Sua intervenção urbana mais significativa é a construção do Le Jardin des Capteurs, uma região onde a cidade de Montreal, no Canadá, despejou seu lixo por mais de 30 anos e que o artista transformou em um canteiro vivo, uma experiência efêmera que durou de 2000 a 2002. “No Canadá, Jean Paul tem uma primeira aproximação com o caráter social, um trabalho que envolvia uma equipe enorme, com interação com uma comunidade e questões ambientais”, conta Mozart Mesquita, produtor cultural da agência Brazimage que, desde 2007, está ao lado do artista na tentativa de engatar um projeto seu em solo brasileiro. O pontapé inicial da obra no Brasil se deu a partir da vontade do artista, que vem ao país já há mais de 20 anos e fala o português, por ter sido casado com uma brasileira e ter amigos aqui, de interagir com os centros urbanos mais subdesenvolvidos.

A dupla, Jean Paul e Mozart, saiu de motocicleta pela cidade em busca do lugar ideal. Depois de rodarem pelos diferentes cantos da capital, encontraram, com a ajuda do Secretário Municipal do Verde e do Meio Ambiente, Eduardo Jorge, a região da então Favela Aldeinha – que em janeiro de 2009 foi totalmente removida pela Prefeitura para implantação de uma alça de acesso da marginal Tietê à ponte Júlio de Mesquita. As mais de 500 famílias foram transferidas para um conjunto habitacional no distante bairro do Itaim Paulista, ou preferiram ganhar sua quantia em dinheiro e encontrar um espaço entre os barracos da favela mais próxima, a da Água Branca.

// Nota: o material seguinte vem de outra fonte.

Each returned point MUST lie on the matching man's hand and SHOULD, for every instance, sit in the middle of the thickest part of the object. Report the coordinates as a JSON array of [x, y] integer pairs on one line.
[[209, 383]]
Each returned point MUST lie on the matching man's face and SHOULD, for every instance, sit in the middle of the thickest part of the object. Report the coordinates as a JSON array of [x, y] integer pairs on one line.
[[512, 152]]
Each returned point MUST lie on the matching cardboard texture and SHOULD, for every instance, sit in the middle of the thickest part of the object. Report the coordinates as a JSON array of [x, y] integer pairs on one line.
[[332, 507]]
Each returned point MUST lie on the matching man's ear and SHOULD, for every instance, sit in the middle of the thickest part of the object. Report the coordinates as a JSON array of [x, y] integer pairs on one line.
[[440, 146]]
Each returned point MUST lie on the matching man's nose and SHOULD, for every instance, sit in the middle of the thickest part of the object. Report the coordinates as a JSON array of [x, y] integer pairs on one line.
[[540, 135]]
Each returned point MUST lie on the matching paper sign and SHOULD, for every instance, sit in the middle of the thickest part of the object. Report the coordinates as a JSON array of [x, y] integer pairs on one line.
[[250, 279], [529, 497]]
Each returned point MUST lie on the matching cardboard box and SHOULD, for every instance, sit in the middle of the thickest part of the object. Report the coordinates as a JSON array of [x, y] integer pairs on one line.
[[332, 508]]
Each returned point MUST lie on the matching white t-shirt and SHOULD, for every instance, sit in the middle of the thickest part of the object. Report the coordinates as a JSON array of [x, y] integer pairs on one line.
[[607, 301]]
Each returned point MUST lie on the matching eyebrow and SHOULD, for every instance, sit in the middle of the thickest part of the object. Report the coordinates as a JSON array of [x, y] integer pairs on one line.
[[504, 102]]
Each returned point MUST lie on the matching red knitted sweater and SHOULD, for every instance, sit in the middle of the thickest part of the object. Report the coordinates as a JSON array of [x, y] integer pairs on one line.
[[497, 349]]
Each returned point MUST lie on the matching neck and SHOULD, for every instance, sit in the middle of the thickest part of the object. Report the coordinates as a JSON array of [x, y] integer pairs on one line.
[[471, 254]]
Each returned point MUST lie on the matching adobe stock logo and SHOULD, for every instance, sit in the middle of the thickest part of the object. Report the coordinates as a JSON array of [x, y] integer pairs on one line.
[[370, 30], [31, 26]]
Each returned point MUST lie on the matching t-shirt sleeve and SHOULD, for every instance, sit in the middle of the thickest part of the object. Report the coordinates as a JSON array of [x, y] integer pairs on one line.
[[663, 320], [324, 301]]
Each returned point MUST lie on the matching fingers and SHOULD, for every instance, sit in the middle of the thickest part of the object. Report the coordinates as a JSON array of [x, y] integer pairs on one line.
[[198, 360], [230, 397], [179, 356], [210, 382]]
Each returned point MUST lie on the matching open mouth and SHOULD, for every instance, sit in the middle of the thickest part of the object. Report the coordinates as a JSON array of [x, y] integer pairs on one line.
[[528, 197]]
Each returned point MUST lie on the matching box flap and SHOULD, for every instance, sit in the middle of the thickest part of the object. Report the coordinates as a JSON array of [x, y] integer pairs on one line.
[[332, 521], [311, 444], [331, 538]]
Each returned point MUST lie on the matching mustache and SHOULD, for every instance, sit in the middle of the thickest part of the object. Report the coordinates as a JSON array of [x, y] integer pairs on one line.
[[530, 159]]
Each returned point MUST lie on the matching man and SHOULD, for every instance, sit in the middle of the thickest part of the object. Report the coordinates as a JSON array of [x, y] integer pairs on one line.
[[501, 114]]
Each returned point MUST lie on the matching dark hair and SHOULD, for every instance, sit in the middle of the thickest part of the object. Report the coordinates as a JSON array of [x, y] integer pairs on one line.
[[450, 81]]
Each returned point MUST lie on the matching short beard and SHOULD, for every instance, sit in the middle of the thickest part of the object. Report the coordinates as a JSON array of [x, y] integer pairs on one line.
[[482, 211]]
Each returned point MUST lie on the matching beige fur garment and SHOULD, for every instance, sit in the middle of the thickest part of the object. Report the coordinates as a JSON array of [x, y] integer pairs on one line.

“Quando decidi fazer uma obra em São Paulo, fomos em busca de um dos lugares mais feios da cidade, percebi como havia aqui uma segregação natural de mundos dentro de uma mesma região, todos pareciam invisíveis uns aos outros.”

São Paulo é uma metrópole em constante crescimento, uma metamorfose diferente de Paris, que já é bela, funciona e pouco se transforma. São Paulo também vibra essa feiúra, essa mudança incessante de espaços e arquiteturas mais diversas que se sobrepõem. Carece de verde e de espaços públicos saudáveis, carece de vida nas ruas e de contato entre os habitantes.

Nada como um observador de fora para sugerir transformação estética em um ambiente desprovido desse olhar.

Antes de ser um projeto social, é uma obra de arte que cria relações de interferência com todos os aspectos do social. “Essa favela teve de sair dali, mas as pessoas que moravam lá encontrarão o espaço da sua antiga moradia preenchido com flores e plantas. De qualquer forma, é um projeto de aproximação entre extremos da sociedade”, analisa Jean Paul.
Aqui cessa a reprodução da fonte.